What is the typical memory allocation speed in Java?

I profiled a Java application and found that the distribution of objects is much slower than I expected. I did a simple test to try to establish the overall distribution speed of small objects, and I found that it takes about 200 nanoseconds on my machine to select a small object (a 3-floating vector). I work on a dual-core processor with a frequency of 2.0 GHz, so this is approximately 400 processor cycles. I wanted to ask people who had profiled Java applications before expecting speed to be expected. It seems a little cruel and unusual to me. In the end, I would think that a Java-like language that can compress a bunch and move objects would have an object distribution similar to the following:

int obj_addr = heap_ptr; heap_ptr += some_constant_size_of_object return obj_addr; 

.... which is a couple of lines of assembly. With regard to garbage collection, I do not select or discard enough objects for this to enter the game. When I optimize my code by reusing objects, I get a performance of the order of 15 nanoseconds / object that I need to process, instead of 200 ns per object that I need to process, so reusing objects greatly improves performance. I would really like not to reuse objects, because it makes the note look hairy (many methods must accept receptacle instead of returning a value).

So the question is: is it okay to distribute objects for so long? Or maybe something is wrong on my machine, which after correction can allow me to get better performance? How long do small objects usually stand out for others, and is there a typical value? I use the client machine and do not use any compilation flags at the moment. If everything is faster on your computer, what is your machine version of JVM and operating system?

I understand that individual mileage can vary a lot when it comes to performance, but I'm just asking if the numbers I mentioned above seem to be in the right step.

+4
source share
3 answers

Creating objects happens very quickly when the object is small and there is no GC cost.

 final int batch = 1000 * 1000; Double[] doubles = new Double[batch]; long start = System.nanoTime(); for (int j = 0; j < batch; j++) doubles[j] = (double) j; long time = System.nanoTime() - start; System.out.printf("Average object allocation took %.1f ns.%n", (double) time/batch); 

prints with -verbosegc

 Average object allocation took 13.0 ns. 

Note: no GC has occurred. However, increase the size, and the program needs to wait to copy the memory to the GC.

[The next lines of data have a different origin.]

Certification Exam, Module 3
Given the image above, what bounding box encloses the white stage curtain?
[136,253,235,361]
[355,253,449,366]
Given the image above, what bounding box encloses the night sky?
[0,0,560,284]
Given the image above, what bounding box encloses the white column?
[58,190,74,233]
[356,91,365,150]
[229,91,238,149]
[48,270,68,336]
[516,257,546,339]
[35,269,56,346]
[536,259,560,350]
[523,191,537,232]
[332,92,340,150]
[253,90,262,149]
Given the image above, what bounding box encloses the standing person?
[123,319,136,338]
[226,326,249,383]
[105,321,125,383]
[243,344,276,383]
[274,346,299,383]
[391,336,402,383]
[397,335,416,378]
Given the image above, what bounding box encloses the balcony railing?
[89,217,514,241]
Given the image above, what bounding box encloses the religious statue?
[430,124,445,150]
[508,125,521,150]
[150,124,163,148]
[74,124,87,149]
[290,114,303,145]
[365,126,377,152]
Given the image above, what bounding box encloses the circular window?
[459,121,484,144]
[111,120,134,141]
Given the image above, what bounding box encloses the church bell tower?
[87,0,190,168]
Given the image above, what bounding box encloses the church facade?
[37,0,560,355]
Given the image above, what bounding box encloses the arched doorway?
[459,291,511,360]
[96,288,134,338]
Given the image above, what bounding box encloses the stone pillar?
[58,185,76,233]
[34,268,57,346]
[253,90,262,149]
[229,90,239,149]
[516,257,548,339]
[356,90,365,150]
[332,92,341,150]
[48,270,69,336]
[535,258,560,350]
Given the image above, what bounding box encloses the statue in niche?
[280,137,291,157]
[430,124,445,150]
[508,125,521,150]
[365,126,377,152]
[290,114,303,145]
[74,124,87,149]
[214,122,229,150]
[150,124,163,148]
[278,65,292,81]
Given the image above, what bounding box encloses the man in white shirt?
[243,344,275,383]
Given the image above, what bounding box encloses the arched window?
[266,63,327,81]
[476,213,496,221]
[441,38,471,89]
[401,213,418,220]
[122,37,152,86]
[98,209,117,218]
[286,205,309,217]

 final int batch = 10 *1000 * 1000; 

prints

 [GC 96704K->94774K(370496K), 0.0862160 secs] [GC 191478K->187990K(467200K), 0.4135520 secs] [Full GC 187990K->187974K(618048K), 0.2339020 secs] Average object allocation took 78.6 ns. 

I suspect your distribution is relatively slow because you are doing GC. One way is to increase the availability of memory for the application. (Although this may just delay the cost)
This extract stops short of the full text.